I see. However is there a way for users to provide a dependency graph right now? How/When is it calculated?

[isaacsas]

I updated my previous comment with an example.

I have a sorting direct method implementation ready to go. It can calculate the dependency graph automatically for systems with just MassActionJumps, but requires the user to pass in a dependency graph for systems that include constant rate jumps too.

Right now it would only work if the user orders all mass action jumps before all constant rate jumps in making their dependency graph.

I think that maybe the easiest approach would be to have DiffEqBiological create a dependency graph with the same ordering as we use internally.
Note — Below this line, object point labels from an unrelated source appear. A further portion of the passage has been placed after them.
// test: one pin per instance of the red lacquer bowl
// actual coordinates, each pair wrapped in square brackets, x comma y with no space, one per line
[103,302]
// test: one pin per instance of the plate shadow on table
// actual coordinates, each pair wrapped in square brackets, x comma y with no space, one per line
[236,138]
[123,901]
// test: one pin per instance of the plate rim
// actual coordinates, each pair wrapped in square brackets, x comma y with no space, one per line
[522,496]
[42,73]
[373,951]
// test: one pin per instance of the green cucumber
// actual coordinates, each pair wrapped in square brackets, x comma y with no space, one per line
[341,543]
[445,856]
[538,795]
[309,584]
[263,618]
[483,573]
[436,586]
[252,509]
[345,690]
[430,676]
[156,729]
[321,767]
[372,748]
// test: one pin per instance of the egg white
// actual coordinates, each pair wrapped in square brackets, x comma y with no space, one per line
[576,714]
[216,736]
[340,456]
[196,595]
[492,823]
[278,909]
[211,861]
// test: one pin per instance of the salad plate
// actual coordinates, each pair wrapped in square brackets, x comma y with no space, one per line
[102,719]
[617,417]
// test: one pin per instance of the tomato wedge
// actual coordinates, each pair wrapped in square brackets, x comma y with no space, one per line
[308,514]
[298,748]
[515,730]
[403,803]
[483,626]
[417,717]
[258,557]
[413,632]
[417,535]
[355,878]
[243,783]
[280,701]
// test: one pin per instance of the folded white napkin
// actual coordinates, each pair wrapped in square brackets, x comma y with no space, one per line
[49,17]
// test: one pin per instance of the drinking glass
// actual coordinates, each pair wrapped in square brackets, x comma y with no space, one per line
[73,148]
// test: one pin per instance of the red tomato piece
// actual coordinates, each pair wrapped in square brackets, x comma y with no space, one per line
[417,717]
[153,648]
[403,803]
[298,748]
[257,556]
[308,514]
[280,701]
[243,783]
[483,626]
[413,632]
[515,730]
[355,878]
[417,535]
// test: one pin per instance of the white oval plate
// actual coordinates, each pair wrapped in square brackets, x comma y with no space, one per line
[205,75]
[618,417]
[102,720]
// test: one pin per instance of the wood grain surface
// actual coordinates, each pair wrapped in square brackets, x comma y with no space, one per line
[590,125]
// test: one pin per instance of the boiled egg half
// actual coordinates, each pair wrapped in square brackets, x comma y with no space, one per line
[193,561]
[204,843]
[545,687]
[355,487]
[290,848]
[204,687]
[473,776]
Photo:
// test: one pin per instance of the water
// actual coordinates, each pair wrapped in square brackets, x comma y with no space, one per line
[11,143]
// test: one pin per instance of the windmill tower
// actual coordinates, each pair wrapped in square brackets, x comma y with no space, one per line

This could be done in the JumpProblem constructor for algorithms that need dependency graphs. I'm happy to write this translation code once we've got a version up and running that works for SSAs without dependency graphs.

[TorkelE]

Ok, I think I understand what is going on then.

[isaacsas]

Cool, thanks for working on this! I'm very much looking forward to being able to use DiffEqBiological again for inputting networks. Typing the stoichiometry vectors by hand is not fun...

[TorkelE]

Just small update, I am travelling at the moment and will be back beginning of May (if you start wondering if the update will happen). Will make the appropriate changes some time after I get home.

[isaacsas]

I went ahead and put in a PR with a first attempt to do the conversion within the reaction_network based JumpProblem constructor.

[isaacsas]

Ok, I'm going to close this as I think this was finished off by #49. Feel free to reopen if there is more to discuss.